Saturday, March 28, 2009

Recoil

Late night blogging leads to maudlin posts...

The other day I was talking with someone. No big surprise, I'm kind of an "over-sharer," meaning I tend to speak a little too much about personal matters. I guess I feel a bit overwhelmed at times with my various roles as a father, a husband, a friend, even as an employee. I tell little stories about the strange things that happen to me, often cast in a humorous light. It's better to find the joke, I think. Real life, every one's life, is a little disturbing.

The friend I was talking to, a kind ear, was remarking very positively how they thought I was a good man. I'd taken on what I didn't have to. Others would have stepped aside, and I've thought about that a lot this weekend.

What I didn't say, but should have, is I'm not that great. I'm not that good. The sly, silent observers know this to be true.

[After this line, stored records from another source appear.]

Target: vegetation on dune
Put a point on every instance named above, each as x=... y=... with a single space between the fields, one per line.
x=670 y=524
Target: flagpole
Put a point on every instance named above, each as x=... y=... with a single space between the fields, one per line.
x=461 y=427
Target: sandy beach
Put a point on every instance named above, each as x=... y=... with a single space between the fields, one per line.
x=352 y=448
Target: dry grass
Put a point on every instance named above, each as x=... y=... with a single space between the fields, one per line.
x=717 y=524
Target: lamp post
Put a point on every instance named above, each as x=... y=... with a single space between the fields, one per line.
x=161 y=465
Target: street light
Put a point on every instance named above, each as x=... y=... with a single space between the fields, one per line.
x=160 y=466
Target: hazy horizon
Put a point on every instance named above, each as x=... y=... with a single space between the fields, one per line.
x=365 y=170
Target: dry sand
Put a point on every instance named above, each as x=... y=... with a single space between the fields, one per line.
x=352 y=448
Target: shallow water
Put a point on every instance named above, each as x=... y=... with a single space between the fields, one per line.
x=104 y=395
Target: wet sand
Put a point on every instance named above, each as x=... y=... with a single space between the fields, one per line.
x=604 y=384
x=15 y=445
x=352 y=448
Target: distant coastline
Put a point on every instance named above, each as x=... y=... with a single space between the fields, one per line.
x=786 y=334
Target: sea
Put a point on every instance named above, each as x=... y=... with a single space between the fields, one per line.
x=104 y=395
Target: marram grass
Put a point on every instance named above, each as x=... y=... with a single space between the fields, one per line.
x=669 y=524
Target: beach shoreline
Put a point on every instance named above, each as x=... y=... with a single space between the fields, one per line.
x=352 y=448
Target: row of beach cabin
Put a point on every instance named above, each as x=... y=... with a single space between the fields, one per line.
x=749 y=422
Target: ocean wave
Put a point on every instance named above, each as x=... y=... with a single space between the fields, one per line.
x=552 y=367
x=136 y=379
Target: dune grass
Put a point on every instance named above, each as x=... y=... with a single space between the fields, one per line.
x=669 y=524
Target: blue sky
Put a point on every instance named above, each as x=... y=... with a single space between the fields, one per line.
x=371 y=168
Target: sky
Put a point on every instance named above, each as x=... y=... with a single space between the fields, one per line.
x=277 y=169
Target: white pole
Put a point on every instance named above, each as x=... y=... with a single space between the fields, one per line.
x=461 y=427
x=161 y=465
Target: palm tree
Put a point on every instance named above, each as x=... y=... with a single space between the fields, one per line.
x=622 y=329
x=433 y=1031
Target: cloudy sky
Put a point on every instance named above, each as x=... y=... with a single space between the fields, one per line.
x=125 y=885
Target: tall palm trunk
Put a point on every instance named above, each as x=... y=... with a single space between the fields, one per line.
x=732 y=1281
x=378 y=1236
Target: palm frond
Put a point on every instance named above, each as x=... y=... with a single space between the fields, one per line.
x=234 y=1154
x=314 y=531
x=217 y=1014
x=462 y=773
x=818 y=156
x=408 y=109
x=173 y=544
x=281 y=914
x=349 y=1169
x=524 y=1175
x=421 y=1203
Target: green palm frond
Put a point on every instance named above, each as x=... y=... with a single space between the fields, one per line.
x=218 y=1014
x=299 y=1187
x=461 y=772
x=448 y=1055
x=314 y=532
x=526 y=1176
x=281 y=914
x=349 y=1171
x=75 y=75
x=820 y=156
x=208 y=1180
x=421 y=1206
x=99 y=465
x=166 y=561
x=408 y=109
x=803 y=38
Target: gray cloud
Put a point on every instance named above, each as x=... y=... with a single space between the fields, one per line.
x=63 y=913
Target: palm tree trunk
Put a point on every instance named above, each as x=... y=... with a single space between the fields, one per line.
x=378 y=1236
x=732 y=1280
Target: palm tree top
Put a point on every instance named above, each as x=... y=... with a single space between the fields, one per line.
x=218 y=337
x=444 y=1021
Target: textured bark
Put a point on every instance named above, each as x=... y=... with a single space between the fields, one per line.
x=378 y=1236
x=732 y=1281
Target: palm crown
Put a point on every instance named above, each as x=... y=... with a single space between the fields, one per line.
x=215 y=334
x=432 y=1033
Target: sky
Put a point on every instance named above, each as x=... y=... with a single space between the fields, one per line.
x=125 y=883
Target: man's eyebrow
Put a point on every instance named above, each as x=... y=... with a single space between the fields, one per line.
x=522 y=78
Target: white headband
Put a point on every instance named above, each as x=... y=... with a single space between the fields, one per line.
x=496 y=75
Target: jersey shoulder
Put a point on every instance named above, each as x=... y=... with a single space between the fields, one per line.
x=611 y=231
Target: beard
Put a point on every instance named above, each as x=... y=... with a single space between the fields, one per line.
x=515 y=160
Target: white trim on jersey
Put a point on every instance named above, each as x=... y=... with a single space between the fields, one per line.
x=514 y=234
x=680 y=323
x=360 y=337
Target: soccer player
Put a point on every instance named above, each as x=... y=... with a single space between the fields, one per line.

The truth is I'm better with the people I've chosen in my life than without. This was accidental. I didn't choose to be a parent or a husband again because I thought it would make a better me. I didn't think of it that way. My improvements, and I think I've grown, are because of the people I've chosen to spend my days and nights with. Certainly, I didn't expect some of the weirdness or the conflict, but there have been good things, too. A lot of them.

No matter what else, I have always gotten the better end of the deal.